作品番号52「It’s My Last Word」アップしました


 この作品は、天馬流星の死生観を表しており、ネット上では次のような評などが見られる。共通しているのが、シリアスな作品という点である。

この作品は正解だった。
ギャグ尽くしの中ですっごくシリアスな存在だ。
正解ゆえに落涙滂沱。
こーいうテーマを扱った作品ってのは、扱うのに技量が必要とされるけど
技量が伴えばほぼ間違いなく打ちのめされるなあ……。
あと、この作品における小町は実にカッコいい小町ですね。
いつも思いますが、東方キャラはシリアスでもギャグでもシュールでもエロでも
万能にこなすのが最大級の魅力ですなよ。
http://members.jcom.home.ne.jp/vampirdzhija/2006-8.html

 天馬流星は、この作品を書いた2006年頃から東方SSを書くことへの疑問や人生への疑念などを悩むようになっていったのではないかと推察される。この作品には、死への願望と恐れが混沌として混在しており、読みようによっては読者への別れの挨拶のようでもある。

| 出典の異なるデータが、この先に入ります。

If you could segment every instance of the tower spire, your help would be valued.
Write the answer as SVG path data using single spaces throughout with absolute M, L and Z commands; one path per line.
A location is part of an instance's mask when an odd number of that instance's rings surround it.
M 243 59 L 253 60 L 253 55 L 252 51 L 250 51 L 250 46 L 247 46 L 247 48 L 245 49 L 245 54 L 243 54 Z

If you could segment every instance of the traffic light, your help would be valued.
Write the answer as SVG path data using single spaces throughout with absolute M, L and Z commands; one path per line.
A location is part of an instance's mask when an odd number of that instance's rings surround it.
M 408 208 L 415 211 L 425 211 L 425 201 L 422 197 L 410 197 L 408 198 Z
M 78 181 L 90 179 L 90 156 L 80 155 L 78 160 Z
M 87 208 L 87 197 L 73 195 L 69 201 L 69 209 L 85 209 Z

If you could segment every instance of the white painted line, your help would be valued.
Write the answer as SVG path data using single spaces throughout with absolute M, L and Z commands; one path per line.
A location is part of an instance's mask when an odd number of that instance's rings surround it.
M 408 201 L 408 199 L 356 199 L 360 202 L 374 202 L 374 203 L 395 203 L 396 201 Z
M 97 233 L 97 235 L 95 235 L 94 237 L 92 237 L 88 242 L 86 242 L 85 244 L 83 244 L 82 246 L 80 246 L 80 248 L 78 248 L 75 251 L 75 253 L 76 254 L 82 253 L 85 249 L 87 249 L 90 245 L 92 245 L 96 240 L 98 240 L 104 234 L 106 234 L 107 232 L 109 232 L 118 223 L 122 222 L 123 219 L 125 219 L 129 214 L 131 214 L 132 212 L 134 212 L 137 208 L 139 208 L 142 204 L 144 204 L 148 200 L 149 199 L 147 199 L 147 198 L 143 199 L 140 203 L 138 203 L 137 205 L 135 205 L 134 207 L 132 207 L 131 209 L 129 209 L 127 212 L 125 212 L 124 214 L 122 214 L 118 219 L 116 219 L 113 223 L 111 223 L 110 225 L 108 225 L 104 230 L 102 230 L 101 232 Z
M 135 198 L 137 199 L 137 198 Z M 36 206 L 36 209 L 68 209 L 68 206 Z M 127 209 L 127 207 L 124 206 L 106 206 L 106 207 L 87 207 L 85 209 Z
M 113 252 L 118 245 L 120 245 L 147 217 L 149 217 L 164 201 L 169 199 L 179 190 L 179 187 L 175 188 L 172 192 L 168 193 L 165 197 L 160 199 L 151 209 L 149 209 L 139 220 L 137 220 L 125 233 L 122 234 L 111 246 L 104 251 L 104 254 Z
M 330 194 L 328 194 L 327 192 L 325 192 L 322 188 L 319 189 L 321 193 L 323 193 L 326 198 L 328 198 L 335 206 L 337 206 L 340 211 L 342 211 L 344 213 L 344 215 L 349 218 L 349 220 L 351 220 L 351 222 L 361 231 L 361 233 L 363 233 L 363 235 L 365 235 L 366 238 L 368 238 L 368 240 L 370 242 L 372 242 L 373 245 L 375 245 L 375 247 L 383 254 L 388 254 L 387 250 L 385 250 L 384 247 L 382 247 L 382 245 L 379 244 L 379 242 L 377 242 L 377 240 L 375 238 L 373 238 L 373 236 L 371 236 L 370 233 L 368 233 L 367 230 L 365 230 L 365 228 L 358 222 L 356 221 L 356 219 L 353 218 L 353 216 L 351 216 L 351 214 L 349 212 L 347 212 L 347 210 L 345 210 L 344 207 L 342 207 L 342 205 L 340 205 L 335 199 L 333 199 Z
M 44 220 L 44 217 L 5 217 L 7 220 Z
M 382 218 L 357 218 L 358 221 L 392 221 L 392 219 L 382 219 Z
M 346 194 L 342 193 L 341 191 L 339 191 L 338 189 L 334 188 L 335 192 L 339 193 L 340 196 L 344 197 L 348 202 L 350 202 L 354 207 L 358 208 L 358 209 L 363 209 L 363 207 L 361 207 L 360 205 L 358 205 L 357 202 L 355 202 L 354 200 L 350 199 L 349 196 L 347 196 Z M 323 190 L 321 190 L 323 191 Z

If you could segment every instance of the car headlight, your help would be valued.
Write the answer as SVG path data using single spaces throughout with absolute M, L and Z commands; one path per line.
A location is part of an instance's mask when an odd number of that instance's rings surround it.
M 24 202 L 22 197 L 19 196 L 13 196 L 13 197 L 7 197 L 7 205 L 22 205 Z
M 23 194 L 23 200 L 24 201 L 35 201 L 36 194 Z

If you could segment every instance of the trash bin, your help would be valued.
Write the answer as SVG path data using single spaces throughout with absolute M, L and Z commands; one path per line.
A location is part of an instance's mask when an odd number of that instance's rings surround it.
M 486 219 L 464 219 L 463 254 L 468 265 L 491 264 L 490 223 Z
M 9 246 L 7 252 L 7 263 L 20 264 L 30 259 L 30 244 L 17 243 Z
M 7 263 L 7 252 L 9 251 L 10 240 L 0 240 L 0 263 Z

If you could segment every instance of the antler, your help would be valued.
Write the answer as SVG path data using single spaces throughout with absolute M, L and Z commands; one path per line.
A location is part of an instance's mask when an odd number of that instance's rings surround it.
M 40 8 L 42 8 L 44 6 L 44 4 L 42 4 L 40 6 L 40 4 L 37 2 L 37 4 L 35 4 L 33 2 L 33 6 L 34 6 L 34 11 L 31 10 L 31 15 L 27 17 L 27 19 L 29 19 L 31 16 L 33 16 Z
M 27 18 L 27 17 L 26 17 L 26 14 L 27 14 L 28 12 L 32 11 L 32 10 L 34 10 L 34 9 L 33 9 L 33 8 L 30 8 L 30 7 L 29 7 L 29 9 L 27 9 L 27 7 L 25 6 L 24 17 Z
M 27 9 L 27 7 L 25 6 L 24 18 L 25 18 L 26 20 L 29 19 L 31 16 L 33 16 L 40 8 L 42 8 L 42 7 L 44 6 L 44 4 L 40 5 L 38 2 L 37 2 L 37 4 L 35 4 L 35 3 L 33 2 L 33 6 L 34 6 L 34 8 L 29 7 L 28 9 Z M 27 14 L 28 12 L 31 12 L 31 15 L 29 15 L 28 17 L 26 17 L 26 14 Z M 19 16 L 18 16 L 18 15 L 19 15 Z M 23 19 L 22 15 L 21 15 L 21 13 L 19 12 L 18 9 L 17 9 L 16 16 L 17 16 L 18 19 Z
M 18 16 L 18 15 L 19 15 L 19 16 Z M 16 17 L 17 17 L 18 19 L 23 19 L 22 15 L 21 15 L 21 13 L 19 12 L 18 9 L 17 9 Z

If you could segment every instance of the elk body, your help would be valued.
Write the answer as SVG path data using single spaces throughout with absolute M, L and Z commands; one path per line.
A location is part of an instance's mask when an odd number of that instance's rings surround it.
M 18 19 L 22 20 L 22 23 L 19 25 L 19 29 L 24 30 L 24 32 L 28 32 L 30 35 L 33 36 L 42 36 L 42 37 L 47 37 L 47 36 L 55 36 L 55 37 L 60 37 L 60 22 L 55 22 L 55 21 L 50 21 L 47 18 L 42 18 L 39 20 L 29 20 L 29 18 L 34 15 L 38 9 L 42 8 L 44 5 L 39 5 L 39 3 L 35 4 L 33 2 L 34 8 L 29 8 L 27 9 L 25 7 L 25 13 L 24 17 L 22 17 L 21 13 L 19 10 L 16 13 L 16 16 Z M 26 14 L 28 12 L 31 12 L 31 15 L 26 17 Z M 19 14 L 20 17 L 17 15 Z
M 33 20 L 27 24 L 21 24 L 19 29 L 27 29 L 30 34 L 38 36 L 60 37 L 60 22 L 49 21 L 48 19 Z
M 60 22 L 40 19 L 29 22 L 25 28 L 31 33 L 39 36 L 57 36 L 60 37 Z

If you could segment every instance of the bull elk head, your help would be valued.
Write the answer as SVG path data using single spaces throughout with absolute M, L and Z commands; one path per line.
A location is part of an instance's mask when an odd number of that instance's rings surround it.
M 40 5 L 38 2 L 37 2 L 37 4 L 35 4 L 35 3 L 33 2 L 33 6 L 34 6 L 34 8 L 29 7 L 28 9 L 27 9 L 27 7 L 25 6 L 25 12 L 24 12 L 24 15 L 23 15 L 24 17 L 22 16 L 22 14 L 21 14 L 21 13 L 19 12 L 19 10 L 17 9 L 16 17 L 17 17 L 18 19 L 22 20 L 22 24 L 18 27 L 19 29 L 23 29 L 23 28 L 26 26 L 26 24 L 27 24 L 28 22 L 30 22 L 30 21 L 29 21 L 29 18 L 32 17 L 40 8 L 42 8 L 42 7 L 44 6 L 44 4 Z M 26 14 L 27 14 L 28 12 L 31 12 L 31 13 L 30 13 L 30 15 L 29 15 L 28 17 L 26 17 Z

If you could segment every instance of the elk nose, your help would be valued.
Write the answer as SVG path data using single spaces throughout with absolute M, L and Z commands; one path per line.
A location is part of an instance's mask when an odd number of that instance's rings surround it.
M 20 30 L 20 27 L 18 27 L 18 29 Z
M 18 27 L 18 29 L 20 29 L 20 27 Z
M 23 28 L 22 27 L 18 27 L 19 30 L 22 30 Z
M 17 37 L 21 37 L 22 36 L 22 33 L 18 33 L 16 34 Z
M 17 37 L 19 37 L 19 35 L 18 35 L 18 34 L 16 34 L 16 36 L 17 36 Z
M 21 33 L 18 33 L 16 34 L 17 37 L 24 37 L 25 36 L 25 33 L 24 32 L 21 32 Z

「私、生きましたっ! たくさん、たくさん幸せに生きましたっ!!」
 過去、犯した罪を省みて。
 「今までそれを感じたことはなかったけど、でも! 私は生きました!」
 罪悪感にさいなまれ。
 「最期まで一緒にいてくれて、ありがとうございます! 一緒に生きてくれて、ありがと
うございます!」
 それでも尚生きたいと願って、そして。
 「生きた証を……ありがとうございます!!」
 それは死を目前にして、ようやく手にすることができた。
 涙と共に、鈴仙は伝えたいことを一気に叫んだ。
 幸せに過ごさせてくれたことに感謝して。生きた証を見せてくれたことに感謝して。
 もう残り少ない命で、鈴仙は自分の心を永琳に伝えた。
 「……ありがとう」
 不意に、永琳の腕が鈴仙を包む。
 「私は、その姿が好きだったわ。そうやって生きている貴方の姿が、本当に好きだったわ」
 ぎゅっと、優しく、永琳は鈴仙を抱きしめた。
 その言葉はあの死神が言っていたものと同じだった。鈴仙の姿勢は、確かに生きた証に
なっていたのだ。
「師匠……」
 そして――。
「生きている証を、ありがとう」
「生きた証を、ありがとう」

 この作品はそれまで多作であった天馬の2006年の最初の作品であり、その年はあと2作しか書いていない。また、作風もどんどんシリアス性が高くなっていく。天馬流星からの脱皮を図りはじめた時期かもしれない。